We will use a combination of in vitro studies, including maintenance of honeybee larvae in vitro, coupled with qRT-PCR and next generation sequence analysis of virus (or RNAi) populations. We have considerable expertise with all these methods.

Honeybees are of global importance for pollination services and honey production (and other hive products). There is considerable scientific, commercial and public awareness of the "plight of the honeybee" and we have already engaged with relevant stakeholders in these three areas, and expect to extend these interactions in the future.
We anticipate that the research outcomes will include:

+ A mechanistic explanation for the high levels of virulent DWV observed in mite-associated pupae, including an appreciation of the tissue distribution of virulent and avirulent strains of the virus.

+ An understanding of the contribution of the host RNAi response in controlling DWV replication. Is the RNAi response effective? Does the virus encode a suppressor of the RNAi response? Can the RNAi response be boosted pre-infection to ameliorate the replication and consequent pathogenic outcome of subsequent infection with virulent strains of DWV?

+ An appreciation of the role individual genes - particularly those involved in Toll signaling pathways in the immune response and potential developmental pathways - in virus replication and pathogenesis. These may be useful genetic markers for future informed breeding of honeybees.
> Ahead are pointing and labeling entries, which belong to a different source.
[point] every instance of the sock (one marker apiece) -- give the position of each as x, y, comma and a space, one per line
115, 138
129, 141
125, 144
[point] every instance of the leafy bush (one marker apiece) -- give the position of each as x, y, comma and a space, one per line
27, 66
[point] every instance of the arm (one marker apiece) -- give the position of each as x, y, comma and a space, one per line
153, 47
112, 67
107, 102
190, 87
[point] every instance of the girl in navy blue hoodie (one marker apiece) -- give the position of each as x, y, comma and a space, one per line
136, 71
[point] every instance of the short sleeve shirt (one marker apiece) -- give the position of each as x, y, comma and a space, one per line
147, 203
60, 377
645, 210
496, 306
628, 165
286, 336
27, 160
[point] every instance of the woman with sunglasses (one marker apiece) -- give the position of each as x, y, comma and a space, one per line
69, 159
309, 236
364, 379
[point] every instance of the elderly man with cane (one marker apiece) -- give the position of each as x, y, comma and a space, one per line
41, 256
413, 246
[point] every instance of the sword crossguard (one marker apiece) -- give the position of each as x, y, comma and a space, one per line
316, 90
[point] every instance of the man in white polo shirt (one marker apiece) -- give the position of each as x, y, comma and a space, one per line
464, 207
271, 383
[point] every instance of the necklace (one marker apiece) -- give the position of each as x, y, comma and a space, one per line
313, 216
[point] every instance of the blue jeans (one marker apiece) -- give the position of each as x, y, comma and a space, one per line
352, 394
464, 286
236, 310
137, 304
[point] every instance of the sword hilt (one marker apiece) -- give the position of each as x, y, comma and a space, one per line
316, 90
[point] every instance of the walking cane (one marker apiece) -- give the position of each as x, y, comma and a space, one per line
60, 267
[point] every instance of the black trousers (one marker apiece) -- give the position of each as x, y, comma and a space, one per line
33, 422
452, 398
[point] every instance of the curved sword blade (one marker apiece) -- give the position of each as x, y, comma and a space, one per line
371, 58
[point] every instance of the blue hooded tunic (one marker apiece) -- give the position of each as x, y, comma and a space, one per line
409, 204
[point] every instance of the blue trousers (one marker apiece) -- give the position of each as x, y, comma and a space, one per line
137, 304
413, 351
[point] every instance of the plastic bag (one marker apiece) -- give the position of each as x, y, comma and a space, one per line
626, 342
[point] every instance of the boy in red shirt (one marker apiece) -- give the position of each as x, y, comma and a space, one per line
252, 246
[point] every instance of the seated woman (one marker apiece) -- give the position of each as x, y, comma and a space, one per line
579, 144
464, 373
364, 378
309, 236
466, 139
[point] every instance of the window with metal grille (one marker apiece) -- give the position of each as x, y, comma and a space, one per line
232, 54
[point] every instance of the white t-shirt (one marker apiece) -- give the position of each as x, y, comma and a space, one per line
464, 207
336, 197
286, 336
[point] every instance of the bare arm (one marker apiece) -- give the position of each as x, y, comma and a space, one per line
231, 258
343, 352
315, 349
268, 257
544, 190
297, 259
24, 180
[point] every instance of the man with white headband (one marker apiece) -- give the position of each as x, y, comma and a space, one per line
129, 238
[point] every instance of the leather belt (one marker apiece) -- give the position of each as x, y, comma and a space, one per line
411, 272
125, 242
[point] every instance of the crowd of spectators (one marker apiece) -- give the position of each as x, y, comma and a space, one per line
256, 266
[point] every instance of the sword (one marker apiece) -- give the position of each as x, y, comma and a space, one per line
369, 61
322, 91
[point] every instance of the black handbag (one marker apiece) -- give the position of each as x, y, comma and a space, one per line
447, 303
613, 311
Academic beneficiaries are primarily the UK and international laboratories involved in honeybee research, those studying virus-host interactions or virus pathogenesis and groups attempting to exploit primary research in these areas for applied outcomes. Because of the economic and agricultural importance of honeybees 'academic' research is also directly supported in government agencies such as the National Bee Unit (UK) and the USDA Honeybee Research laboratory in Louisiana (USA). Our research has already defined a virulent form of deformed wing virus. The goal of the studies described in this application includes determining why this variant is virulent - does it have access to different tissues, does it suppress the host immune response? These mechanistic insights will benefit honeybee virus researchers and will also likely provide paradigms for enhanced understanding of how viruses exploit their hosts.
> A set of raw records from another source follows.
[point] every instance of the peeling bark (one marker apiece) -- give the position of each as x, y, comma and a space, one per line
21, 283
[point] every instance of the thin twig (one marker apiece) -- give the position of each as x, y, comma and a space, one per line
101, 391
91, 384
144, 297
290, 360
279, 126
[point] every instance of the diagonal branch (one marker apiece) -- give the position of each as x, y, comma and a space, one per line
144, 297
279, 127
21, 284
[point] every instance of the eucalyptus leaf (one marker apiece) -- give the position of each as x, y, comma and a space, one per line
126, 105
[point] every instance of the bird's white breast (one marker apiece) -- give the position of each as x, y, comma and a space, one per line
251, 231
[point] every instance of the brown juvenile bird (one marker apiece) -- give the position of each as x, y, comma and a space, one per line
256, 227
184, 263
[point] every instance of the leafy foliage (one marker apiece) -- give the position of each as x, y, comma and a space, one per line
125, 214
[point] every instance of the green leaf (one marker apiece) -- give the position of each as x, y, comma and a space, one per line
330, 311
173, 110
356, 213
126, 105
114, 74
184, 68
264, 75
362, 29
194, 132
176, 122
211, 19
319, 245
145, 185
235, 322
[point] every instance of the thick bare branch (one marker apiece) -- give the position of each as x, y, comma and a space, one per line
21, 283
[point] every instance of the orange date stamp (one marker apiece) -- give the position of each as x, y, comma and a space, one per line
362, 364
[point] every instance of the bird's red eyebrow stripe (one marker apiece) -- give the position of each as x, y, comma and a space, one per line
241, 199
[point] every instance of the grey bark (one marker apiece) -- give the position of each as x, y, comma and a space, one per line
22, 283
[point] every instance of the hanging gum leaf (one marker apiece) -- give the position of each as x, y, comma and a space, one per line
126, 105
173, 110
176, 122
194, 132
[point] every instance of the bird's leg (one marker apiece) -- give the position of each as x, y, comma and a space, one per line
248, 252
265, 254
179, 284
Large and small scale beekeepers (both commercial and hobbyists) are a distinct group of beneficiaries from this research. Although they are less likely to benefit directly from the primary research outcomes there is nevertheless considerable interest from them. Keeping these groups informed - through print, presentations and visits - is an important component of our research and one that we will continue. These 'end users' are more likely to directly benefit from the applied outcomes of our research. For example, diagnostic tests to detect and quantify the virulent form of DWV which might inform timing of miticide treatments. These groups will also benefit from further development of applied aspects of our research, for example the potential exploitation of the RNAi response to generate 'vaccines' capable of inhibiting replication and/or pathogenesis of virulent variants of DWV.
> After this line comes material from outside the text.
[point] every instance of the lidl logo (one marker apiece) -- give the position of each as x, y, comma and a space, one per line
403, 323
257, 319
The third group of beneficiaries are the agrichemical industries, some of which have a significant interest and investment in honeybee diseases and therapies. For example, Beeologics, a company with expertise of RNAi treatment for colony collapse disorder have recently been bought by Monsanto. We expect our results from all three objectives of this proposal - in particular the second and third - will be of interest commercially. To this end we have already filed a patent on the identity of virulent strains of DWV, on their detection, quantification and on a wide range of potential methods by which they could be controlled.

We already have extensive links with individuals and groups in academia, government-funded research, commercial and hobbyist beekeepers and are exploring potential opportunities with industry.